De aan het woord zijnde leden zijn allereerst benieuwd waarom het relatief lang heeft geduurd alvorens het wetsvoorstel naar de Kamer is gestuurd. In het verlengde hiervan speelt bij de aan het woord zijnde leden de vraag in hoeverre het onderzoeksrapport uit 2013 dat mede ten grondslag ligt aan het wetsvoorstel nog actueel is voor de problematiek. Kan per aanbeveling worden aangegeven wat er de afgelopen jaren volgens het kabinet is veranderd?

Tot slot ontvangen de leden van de fractie van GroenLinks graag een schematisch overzicht waarin de huurbescherming van huurders van een «reguliere» woning vergeleken wordt met de in het wetsvoorstel voorgestelde huurbescherming voor huurders van ligplaatsen.

De leden van de SP-fractie zijn tevreden dat er eindelijk uitvoering wordt gegeven aan verschillende moties om de positie van woonbootbewoners te verbeteren, waaronder de motie Paulus Jansen c.s. over rechtsbescherming, die al in 2011 zijn aangenomen. Deze leden zijn blij dat nu door de regering wordt erkend dat wonen op het water gelijkwaardig is aan wonen op land en dat een ligplaats daarvoor een noodzakelijke voorwaarde is.

De leden van de SP-fractie vragen waarom in het wetsvoorstel geen huurprijsbescherming wordt geregeld voor ligplaatsen. Is de regering daar alsnog toe bereid? Wanneer wonen op water als gelijkwaardig wordt beschouwd aan wonen op land en er huurbescherming wordt geboden, dan is het niet meer dan logisch ook huurprijsbescherming te bieden.

De regering stelt dat veel woonbootbewoners eigenaar zijn en rekent de huur tot de vrije sector. De leden van de SP-fractie vragen om een (uitgebreidere) uitleg hiervan.

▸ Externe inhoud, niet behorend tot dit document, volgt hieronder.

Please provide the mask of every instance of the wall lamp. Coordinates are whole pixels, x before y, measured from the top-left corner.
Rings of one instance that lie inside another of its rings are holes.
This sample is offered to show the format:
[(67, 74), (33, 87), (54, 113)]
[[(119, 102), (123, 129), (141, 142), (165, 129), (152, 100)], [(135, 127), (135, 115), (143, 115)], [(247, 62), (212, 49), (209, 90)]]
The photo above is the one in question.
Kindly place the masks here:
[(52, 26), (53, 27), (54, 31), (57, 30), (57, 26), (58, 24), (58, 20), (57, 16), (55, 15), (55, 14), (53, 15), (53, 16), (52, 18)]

Tevens vragen de leden van de SP-fractie waarom het weinig aantal huurders van ligplaatsen een reden zou zijn om geen huurprijsbescherming te bieden, waardoor er rechtsongelijkheid ontstaat.

Daarnaast vragen de leden van de SP-fractie om de laatste cijfers, aangezien de genoemde aantallen verouderd zijn. Daarom stellen deze leden de vraag hoeveel woonbootbewoners eigenaar zijn, hoeveel bewoners de ligplaats huren en hoe het verschil in huurprijzen eruit ziet?

Ook vragen de leden van de SP-fractie hoeveel huurders op een woonboot wonen en hoeveel van deze huurders een huurprijs betalen in de vrije en hoeveel in de sociale sector. De leden van de SP-fractie vinden dat alle huurders gelijke rechten verdienen. Kan de regering daarop reflecteren, zowel wat betreft de sociale als de vrije sector?

Daaruit volgt de vraag waarom de regering geen huurbescherming en geen huurprijsbescherming biedt voor huurders van een woonboot? De leden van de SP-fractie vernemen graag een nadere toelichting waarom hier geen behoefte aan zou zijn.

Ook vragen de leden van de SP-fractie naar de huidige cijfers van de kosten van een woonboot. Hoeveel kost een woonboot anno 2020 met een ligplaats en zonder een ligplaats?

Graag willen de leden van de SP-fractie weten of voorliggende wetswijziging consequenties heeft voor binnenvaartschippers en hun gezinnen. Zo ja, welke?